The constructive path is cooling inflation inputs with stable activity and a jobs print that cools without breaking. The risk path is sticky ISM pricing, a USD uptick that tightens conditions, or a labor downside surprise that pulls spreads and breadth into a growth-scare regime.
Watch: ISM New Orders and Prices Paid, and whether Auto Sales shows financing sensitivity without a sharp demand break.
Bias: The first transmission is rates. If 2Y and real yields lift, long duration reacts first through $TLT and then the most crowded growth exposure.
Watch: Reaction function language. Any "more proof needed" tone can keep the front end tight and support the USD.
Bias: This is where USD can lead. A firm policy tone can move $DXY before equities move, tightening conditions even if index levels look calm.
Watch: ISM Services Prices and Employment components, and whether final Services PMI confirms stickiness or softening.
Bias: Services is where stickiness lives. Strong services with firm pricing is a tightening mix that can lift $DXY and cap risk rallies. Softer services pricing reduces pressure on duration and lowers dispersion risk across $SPY $QQQ $IWM.
Watch: Claims for high-frequency labor stress, Productivity for unit labor cost implications, and Import Prices (especially ex-fuel) for core pipeline pressure via FX and commodities.
Bias: This is a setup day for Friday. If claims drift higher while import prices firm up, the market leans toward tighter conditions. If claims stay contained and pipeline inputs cool, duration gets breathing room into jobs day.
Watch: Payrolls, unemployment rate, hourly wages m/m, and wages y/y together. The market cares less about a single number and more about the bundle.
Bias: Rates typically react first, credit confirms. If payrolls undershoot while unemployment rises, spread sensitivity can show up fast and the market can flip to growth-risk mode, often with $IWM lagging and defensives catching a bid. If wages cool with stable unemployment, rates can settle and equities can stabilize even with mixed growth.

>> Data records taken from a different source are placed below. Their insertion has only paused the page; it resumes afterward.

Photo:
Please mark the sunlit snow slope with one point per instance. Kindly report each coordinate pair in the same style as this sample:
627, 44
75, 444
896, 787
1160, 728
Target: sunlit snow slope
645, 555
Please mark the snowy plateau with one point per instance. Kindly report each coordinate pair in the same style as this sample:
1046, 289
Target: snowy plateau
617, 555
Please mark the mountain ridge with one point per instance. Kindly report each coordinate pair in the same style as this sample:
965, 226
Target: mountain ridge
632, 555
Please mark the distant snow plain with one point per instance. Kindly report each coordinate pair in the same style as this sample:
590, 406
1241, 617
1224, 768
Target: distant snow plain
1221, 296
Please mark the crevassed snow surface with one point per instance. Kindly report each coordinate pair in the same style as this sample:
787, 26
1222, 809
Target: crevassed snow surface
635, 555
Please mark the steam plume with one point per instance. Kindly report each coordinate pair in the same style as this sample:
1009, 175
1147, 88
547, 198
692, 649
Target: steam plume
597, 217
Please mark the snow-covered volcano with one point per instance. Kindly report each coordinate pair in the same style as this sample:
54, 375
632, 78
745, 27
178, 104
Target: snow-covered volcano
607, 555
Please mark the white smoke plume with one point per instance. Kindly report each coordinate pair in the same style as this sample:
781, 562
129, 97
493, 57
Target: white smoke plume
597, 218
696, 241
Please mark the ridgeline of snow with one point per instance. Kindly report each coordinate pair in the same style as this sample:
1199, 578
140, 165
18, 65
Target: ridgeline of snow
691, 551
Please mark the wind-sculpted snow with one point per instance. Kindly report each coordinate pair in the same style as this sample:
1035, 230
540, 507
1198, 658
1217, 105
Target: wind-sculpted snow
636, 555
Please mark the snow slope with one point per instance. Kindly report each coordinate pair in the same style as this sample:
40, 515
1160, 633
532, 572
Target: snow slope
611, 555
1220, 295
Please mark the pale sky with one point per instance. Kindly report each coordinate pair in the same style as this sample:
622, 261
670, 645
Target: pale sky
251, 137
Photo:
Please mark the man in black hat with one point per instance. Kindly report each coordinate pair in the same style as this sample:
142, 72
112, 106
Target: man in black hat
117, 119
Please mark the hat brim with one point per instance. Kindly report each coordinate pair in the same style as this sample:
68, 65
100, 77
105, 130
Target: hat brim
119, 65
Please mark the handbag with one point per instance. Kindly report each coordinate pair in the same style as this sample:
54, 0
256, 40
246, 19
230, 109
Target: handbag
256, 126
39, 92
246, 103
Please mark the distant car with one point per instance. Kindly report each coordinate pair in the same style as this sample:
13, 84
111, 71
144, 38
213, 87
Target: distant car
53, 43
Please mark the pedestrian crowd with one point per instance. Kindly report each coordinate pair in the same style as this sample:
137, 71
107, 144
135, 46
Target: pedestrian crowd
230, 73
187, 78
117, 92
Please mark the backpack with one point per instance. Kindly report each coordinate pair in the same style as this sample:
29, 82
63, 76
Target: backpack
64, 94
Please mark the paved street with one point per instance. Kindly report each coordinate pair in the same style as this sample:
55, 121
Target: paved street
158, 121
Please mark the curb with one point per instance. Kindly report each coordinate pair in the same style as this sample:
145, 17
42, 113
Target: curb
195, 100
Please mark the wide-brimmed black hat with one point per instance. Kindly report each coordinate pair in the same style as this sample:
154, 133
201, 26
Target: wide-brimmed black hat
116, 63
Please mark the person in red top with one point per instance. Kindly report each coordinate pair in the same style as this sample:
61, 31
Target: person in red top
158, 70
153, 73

In a proof tape, the market does not need a shock to sell. It needs a cluster that tightens conditions. Watch $TLT and $DXY first, then credit behavior as confirmation. If yields and USD stay contained, equities can keep stabilizing with selective leadership. If yields rise on sticky pricing or the jobs bundle turns into a growth scare, expect leadership narrowing, wider dispersion, and larger single name moves across $SPY $QQQ $IWM.